I’d always assumed the life I dreamed of would just happen, much like the need for a training bra or the weird “About Your Body” book by mother insisted I read.
I just knew my career as a famous and respected journalist would come. I would write out of my San Francisco Victorian home from ten to three, then have lunch with my equally fabulous friends. Later I would go home, write a bit more, and have dinner with my loving, brilliant, six-pack wielding husband. Wonderfully behaved children would follow and I would be sublimely and unconditionally happy and secure.
Of course I would have these things. If puberty came, why not success?
But then, just when things might actually start happening, nothing happens. I’d spent the last three years perfecting my FAFSA only to be told that real grown-ups worry about their 401K and that no one cares that I’m trained in iambic pentameter. If Matt Denson, graduating senior and bona fide sonnet connoisseur is having trouble finding a job, I can only imagine my own fate in a year’s time. Unlike failing to get the lead in the school play where my free time is more of a blessing than a curse, not finding a job means living with my parents—a true curse for anyone once having lived in Madrid. But how exactly does one find their dream career when their idea of job hunting is circling the mall?
My Victorian house has a two million dollar price tag and I can barely tear myself away from Facebook long enough to finish my homework, much less write my award-winning novel.
My days as a student are numbered. No more checking Facebook in class or idly practicing my name in cursive instead of paying attention. No more sliding by. If I’m mediocre now, people will start to notice.
So here I am. Twenty-one years old and suddenly having to walk the walk I’ve talked about for years. I live these final months in a mixture of anxious anticipation and nausea, a feeling I’ve grown to find strangely comforting. My apartment, which I stumble out of each day after sufficient snoozing and some degree of procrastination, is anything but what my parents envision from their California home across the world.

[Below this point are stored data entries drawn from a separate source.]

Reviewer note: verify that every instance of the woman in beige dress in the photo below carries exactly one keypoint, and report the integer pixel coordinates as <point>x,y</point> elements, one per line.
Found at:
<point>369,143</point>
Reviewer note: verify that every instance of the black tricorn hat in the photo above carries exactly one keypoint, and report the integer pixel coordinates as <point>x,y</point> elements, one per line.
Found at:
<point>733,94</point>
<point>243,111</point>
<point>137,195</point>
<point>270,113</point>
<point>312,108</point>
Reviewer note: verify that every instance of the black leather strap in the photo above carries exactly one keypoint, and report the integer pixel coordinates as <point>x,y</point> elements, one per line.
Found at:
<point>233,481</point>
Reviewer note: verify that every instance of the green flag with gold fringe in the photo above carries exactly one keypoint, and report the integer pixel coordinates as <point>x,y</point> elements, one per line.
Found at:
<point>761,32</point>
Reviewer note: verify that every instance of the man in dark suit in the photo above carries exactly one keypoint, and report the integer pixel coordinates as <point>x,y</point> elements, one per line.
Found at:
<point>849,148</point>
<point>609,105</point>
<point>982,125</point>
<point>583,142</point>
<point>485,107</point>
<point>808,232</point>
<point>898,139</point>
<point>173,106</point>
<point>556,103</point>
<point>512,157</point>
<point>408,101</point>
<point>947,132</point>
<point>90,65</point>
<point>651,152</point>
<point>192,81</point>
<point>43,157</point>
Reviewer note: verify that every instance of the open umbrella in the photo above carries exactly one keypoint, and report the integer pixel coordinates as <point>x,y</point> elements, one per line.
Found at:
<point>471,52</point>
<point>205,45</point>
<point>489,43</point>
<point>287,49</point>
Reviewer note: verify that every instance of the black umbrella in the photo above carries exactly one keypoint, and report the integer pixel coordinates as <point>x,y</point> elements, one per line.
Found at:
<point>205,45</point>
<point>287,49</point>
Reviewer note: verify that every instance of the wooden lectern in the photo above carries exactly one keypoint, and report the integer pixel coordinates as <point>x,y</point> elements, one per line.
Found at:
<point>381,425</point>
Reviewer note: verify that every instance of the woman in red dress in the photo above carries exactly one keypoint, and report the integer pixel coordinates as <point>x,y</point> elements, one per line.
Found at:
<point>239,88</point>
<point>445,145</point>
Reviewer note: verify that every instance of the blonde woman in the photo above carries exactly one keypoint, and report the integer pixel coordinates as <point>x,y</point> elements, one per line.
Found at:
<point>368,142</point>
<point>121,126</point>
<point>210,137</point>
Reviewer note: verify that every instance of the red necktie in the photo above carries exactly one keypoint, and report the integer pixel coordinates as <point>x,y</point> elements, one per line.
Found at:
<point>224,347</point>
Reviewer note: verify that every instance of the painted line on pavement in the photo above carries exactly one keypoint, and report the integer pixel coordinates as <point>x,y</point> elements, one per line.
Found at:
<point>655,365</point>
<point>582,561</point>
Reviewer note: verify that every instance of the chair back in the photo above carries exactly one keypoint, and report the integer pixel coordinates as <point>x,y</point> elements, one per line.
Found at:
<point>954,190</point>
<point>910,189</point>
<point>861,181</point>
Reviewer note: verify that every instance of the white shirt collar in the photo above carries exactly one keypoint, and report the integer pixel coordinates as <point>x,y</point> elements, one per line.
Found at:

Sure, my description of four rooms, two bathrooms, and a “nice” kitchen doesn’t quite capture the grunge of the situation but I’ve learned that assessing its condition as an absolute failure would be inaccurate also.
We always pay the rent eventually and usually have electricity, but more importantly we’ve turned an empty apartment in a foreign city into an environment that feels more like home than my parent’s house ever really could. In trading in the safety and security of our childhood homes and lifestyles for an “interesting” flat in Madrid, we also gained the freedom to become something more than just residents of someone else’s home. If the plastic sword mounted in the hall is any indication, we’ve transitioned from simple sons and daughters to individuals with thinking and knowledge as diverse as our decorating senses.
Graduating from college, much like leaving the nest, will doubtless be a little sticky and uncomfortable, but the exchange could bring possibilities far beyond the reach of even the most thrilling textbook. More than just the freedom to hang ridiculously tacky posters in the living room, this time we’re earning the right to break a lifelong routine and actually be the men and women that we’d always dreamed of becoming. So bring on the anxiety, bring on those 400-level classes, and bring on the future… Just don’t forget the barf bag.